50Per issue 2 (ii), the respondent shall, per Section 25 (3) iii of the Schedule, pay $2,573.00—along with any applicable interest—for the disputed physiatry exam.
Released: October 11, 2022
__________________________
Michael Beauchesne
Adjudicator
Footnotes
- O. Reg. 34/10.
- Letter dated April 26, 2021, TAB 7, page 263, respondent’s submissions.
- OCF-18 dated October 18, 2018, TAB 1, pages 25-33, respondent’s submission
- TAB A, page 9, paragraph 40, applicant’s submission.
- TAB A, page 10, paragraph 44, applicant’s submission.
- Paragraph 22, respondent’s submission.
- Letter dated November 25, 2019, TAB C1, Page 170, respondent’s submission.
- Including an OCF-23 (treatment confirmation form), an OCF-1 (application for accident benefits), an OCF-3 (disability certificate), OHIP records, clinical notes and records of Dr. Francisco, an OCF-24 (treatment discharge report), an OCF-18 (treatment and assessment plan), a physiotherapy assessment form, and a progress report from Physio Fix and Fitness.

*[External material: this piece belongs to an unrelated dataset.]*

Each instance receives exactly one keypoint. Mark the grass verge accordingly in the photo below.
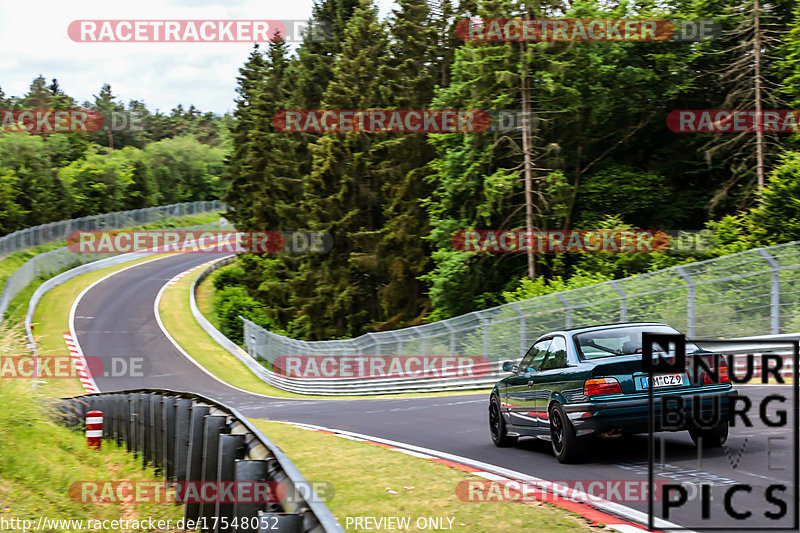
(40, 460)
(362, 475)
(179, 322)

- Paragraph 38, applicant’s submission.
- The completed report is dated January 8, 2020, and appears at Tab 5, pages 203-213, respondent’s submission.
- Tab 5, page 200, respondent’s submission.

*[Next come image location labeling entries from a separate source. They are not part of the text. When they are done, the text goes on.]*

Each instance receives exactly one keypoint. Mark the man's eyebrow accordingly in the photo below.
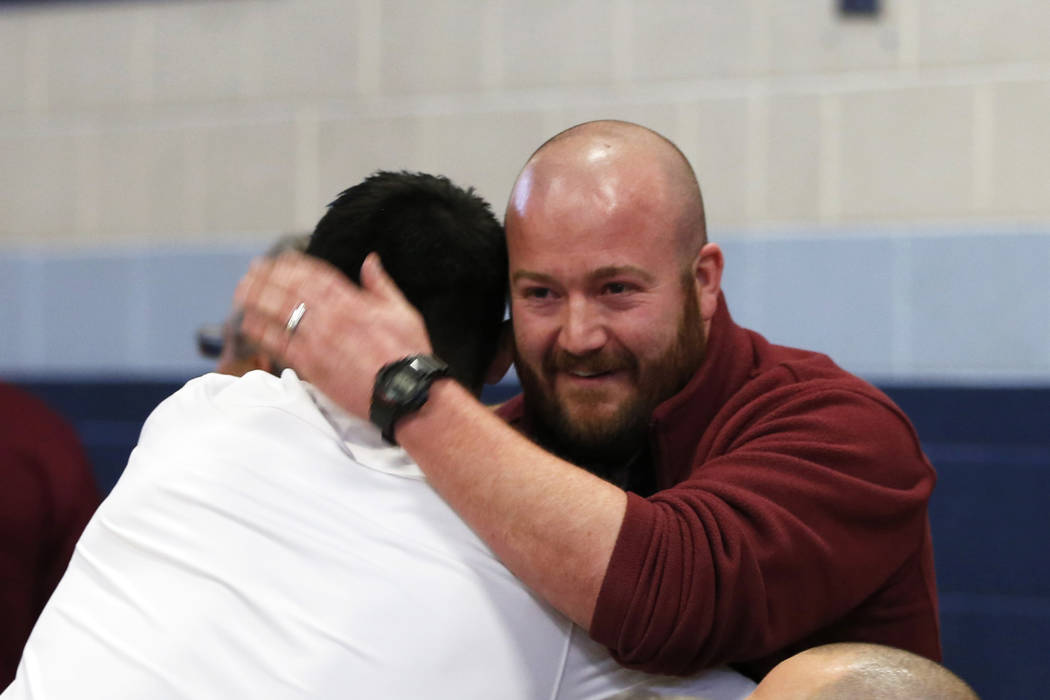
(532, 276)
(602, 273)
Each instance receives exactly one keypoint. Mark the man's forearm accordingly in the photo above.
(552, 524)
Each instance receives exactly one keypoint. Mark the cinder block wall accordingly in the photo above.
(905, 155)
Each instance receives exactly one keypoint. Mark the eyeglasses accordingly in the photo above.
(210, 340)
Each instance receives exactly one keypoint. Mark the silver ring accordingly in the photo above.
(295, 317)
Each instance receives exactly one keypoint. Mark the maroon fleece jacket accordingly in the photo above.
(791, 512)
(47, 494)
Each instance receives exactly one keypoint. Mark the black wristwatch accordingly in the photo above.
(401, 388)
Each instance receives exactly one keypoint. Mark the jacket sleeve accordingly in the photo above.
(802, 514)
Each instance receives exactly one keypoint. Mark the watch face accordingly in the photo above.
(401, 385)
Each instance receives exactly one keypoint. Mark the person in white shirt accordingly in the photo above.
(263, 543)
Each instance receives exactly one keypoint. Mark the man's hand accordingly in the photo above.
(348, 332)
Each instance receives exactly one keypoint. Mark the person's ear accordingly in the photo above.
(707, 272)
(504, 355)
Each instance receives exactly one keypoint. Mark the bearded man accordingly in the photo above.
(706, 496)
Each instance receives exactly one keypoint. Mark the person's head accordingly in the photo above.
(854, 670)
(235, 355)
(443, 248)
(612, 285)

- Page 7, paragraph 15, respondent’s submission.
- Page 7, paragraph 15, respondent’s submission.
- TAB C1, Page 163, respondent’s submission.
- Page 7, paragraphs 16-17, respondent’s submission.
- TAB C1, Page 163, respondent’s submission.
- Health Claims for Auto Insurance (HCAI), Appendix E: List of Regulated Health Professionals and Health Practitioners.
- TAB C1, page 163, respondent’s submission.
- Financial Services Commission of Ontario, Superintendent’s Guideline No. 02/16, June 2016.
- Page 8, paragraphs 18-19, respondent’s submission.
- Paragraphs 14 and 15 of the respondent’s submission.
- Sabadash v. State Farm et al., 2019 ONSC 1121.
- Ibid. at paragraph 39.
- Both the Form 8 and HAF are at TAB 8, applicant’s submission.
- TAB 12, applicant’s submission.
- Tab D1, page 286, respondent’s submission.
- TAB 2, applicant’s reply submission.
- Page 3, applicant’s reply submission.
- Progress report dated September 14, 2019, TAB 18, applicant’s submission.